At the time of the attack on Pearl Harbor, Suzukaze was assigned to Destroyer Division 24 of Destroyer Squadron 4 of the IJN 2nd Fleet together with her sister ships Umikaze, Kawakaze, and Yamakaze, and had sortied from Palau as part of the Philippine invasion force, covering landings at Legaspi and Lamon Bay. From January 1942, Suzukaze participated in operations in the Netherlands East Indies, including the invasion of Tarakan Island. She was later assigned to patrols of Staring Bay in the Sulawesi, where she was torpedoed on 4 February 1942 by the submarine USS Sculpin. The resultant explosion killed nine crewmen and caused extensive damage, requiring a return to Sasebo Naval Arsenal at the end of March for repairs.
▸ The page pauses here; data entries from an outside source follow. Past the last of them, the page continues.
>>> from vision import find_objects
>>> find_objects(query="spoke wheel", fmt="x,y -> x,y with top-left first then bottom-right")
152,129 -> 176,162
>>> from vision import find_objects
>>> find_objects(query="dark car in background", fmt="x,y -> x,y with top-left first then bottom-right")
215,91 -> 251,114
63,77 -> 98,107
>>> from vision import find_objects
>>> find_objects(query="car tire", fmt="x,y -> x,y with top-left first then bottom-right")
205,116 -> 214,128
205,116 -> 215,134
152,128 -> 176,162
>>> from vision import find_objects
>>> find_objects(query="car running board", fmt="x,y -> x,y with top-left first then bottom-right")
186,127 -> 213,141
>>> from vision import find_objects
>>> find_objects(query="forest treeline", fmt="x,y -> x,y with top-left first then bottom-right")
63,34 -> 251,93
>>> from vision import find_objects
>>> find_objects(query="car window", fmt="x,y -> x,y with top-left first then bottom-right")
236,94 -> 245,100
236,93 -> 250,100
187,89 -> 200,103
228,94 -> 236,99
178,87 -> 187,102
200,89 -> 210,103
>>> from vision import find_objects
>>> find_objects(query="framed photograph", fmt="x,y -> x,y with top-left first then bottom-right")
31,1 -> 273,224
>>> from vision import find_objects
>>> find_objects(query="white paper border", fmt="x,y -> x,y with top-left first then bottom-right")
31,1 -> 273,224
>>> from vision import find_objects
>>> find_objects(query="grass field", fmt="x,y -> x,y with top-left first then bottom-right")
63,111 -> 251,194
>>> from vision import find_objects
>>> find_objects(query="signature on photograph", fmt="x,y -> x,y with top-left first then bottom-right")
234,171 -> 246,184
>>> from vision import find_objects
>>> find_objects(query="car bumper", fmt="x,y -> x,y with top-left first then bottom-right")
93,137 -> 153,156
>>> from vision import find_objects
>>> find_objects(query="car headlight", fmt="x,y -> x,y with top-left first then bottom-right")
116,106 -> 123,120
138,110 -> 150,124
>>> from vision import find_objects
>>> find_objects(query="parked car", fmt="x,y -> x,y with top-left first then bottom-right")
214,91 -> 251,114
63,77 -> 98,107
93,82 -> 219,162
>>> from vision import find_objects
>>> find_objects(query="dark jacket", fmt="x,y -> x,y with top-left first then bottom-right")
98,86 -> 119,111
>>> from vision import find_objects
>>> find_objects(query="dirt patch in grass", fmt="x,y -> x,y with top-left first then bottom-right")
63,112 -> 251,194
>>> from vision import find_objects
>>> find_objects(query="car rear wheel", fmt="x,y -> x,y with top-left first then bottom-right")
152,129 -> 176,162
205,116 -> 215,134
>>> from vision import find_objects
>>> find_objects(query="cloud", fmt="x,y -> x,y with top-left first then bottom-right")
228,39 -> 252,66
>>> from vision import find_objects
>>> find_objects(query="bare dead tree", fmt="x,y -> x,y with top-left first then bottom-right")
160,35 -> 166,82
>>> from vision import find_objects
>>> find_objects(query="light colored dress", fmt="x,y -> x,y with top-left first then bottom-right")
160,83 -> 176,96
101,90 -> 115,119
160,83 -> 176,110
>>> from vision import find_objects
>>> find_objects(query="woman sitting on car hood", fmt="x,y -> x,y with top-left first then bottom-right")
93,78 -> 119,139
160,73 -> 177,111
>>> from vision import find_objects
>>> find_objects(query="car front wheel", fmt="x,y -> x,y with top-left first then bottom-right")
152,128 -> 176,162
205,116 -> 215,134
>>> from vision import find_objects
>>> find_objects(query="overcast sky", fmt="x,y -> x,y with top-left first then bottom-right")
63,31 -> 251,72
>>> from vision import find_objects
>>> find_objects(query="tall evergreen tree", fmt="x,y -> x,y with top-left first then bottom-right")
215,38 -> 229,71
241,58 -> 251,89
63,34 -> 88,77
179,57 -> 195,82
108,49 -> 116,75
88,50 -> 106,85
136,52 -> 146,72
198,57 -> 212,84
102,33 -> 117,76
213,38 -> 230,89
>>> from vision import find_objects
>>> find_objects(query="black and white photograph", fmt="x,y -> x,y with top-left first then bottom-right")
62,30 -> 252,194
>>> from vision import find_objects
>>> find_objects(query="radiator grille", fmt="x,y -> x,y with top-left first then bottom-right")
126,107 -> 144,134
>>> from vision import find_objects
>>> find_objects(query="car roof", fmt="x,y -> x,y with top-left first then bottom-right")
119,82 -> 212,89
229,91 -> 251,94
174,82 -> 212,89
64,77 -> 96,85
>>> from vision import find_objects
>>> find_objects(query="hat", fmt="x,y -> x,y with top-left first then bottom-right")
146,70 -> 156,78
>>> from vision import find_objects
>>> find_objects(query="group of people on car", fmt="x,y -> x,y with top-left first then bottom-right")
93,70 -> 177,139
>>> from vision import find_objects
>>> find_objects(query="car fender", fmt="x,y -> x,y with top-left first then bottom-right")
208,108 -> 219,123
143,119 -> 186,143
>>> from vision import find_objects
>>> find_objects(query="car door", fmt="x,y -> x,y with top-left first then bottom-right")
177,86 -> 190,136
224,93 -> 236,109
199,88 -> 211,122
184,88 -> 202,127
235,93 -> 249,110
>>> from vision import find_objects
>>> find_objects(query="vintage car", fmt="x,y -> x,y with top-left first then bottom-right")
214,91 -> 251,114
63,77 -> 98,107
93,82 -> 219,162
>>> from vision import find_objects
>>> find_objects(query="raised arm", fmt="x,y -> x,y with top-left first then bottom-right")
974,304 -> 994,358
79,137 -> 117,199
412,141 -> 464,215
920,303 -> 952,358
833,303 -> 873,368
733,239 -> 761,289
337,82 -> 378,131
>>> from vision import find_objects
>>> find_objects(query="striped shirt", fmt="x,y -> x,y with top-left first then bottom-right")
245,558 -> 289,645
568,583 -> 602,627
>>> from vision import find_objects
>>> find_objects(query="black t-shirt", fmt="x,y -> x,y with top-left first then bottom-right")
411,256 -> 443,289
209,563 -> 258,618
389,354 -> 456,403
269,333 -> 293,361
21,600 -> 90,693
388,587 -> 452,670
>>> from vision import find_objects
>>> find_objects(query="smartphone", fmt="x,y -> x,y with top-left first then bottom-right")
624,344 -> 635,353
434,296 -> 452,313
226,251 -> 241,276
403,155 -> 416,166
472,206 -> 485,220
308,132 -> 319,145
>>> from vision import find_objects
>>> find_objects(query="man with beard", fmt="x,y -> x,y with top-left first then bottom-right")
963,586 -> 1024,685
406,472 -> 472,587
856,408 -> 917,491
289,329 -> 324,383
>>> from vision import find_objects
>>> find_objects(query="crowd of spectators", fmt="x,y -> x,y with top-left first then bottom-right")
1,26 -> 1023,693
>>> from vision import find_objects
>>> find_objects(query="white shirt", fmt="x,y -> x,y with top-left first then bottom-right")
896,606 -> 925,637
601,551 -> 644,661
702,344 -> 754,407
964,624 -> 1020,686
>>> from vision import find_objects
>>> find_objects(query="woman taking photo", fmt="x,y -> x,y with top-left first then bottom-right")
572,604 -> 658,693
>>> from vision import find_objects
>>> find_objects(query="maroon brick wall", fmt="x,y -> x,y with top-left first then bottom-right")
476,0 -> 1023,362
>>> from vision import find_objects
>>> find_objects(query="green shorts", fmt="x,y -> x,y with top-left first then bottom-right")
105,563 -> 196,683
Suzukaze was reassigned to the IJN 1st Fleet on 10 April, and back to the IJN 2nd Fleet on 14 June. In mid-August, she returned to active duty, escorting the aircraft carrier Chitose to Truk and continuing on to join the rest of the fleet at Guadalcanal. After the Battle of the Eastern Solomons on 28 August, she escorted the damaged cruiser Jintsu back to Truk. In the remainder of August through early November, Suzukaze participated in twelve "Tokyo Express" high speed transport runs or surface attack missions to Guadalcanal, as well as participating briefly in the Battle of the Santa Cruz Islands on 26 October under Admiral Nobutake Kondō. During the First Naval Battle of Guadalcanal on the night of 12–13 November 1942, Suzukaze rescued 1100 survivors from the torpedoed transport Naka Maru. For the rest of the month, Suzukaze patrolled between Shortland Island, Buna and Rabaul. During the Battle of Tassafaronga on 30 November, Suzukaze barely avoided being struck by a salvo of torpedoes fired from the American destroyer USS Drayton.
In December 1942, Suzukaze continued in transport operations to Guadalcanal, suffering from minor damage in an air raid on 1 January 1943, necessitating repairs at Truk at the end of the month, and return to Sasebo in February. Repairs completed by mid-June, Suzukaze escorted the cruisers Kumano and Suzuya to Truk and on to Rabaul by the end of June. During the Battle of Kula Gulf on 5–6 July, Suzukaze assisted in sinking the cruiser USS Helena, taking a number of hits in return which disabled her forward guns. After repairs at Yokosuka in late July, Suzukaze was assigned to escort missions between the Japanese home islands and Truk until early November. During a refit at Sasebo at the end of November, her “X” turret was removed and replaced by additional Type 96 anti-aircraft guns. From the end of December to end of January 1944, Suzukaze escorted numerous convoys to Truk and Ponape. On 25 January 1944, while escorting a convoy from Truk to Eniwetok, Suzukaze was torpedoed and sunk by the submarine USS Skipjack 127 nautical miles (235 km) north-northwest of Pohnpei (formerly Ponape) at position Coordinates: . She was removed from the navy list on 10 March 1944.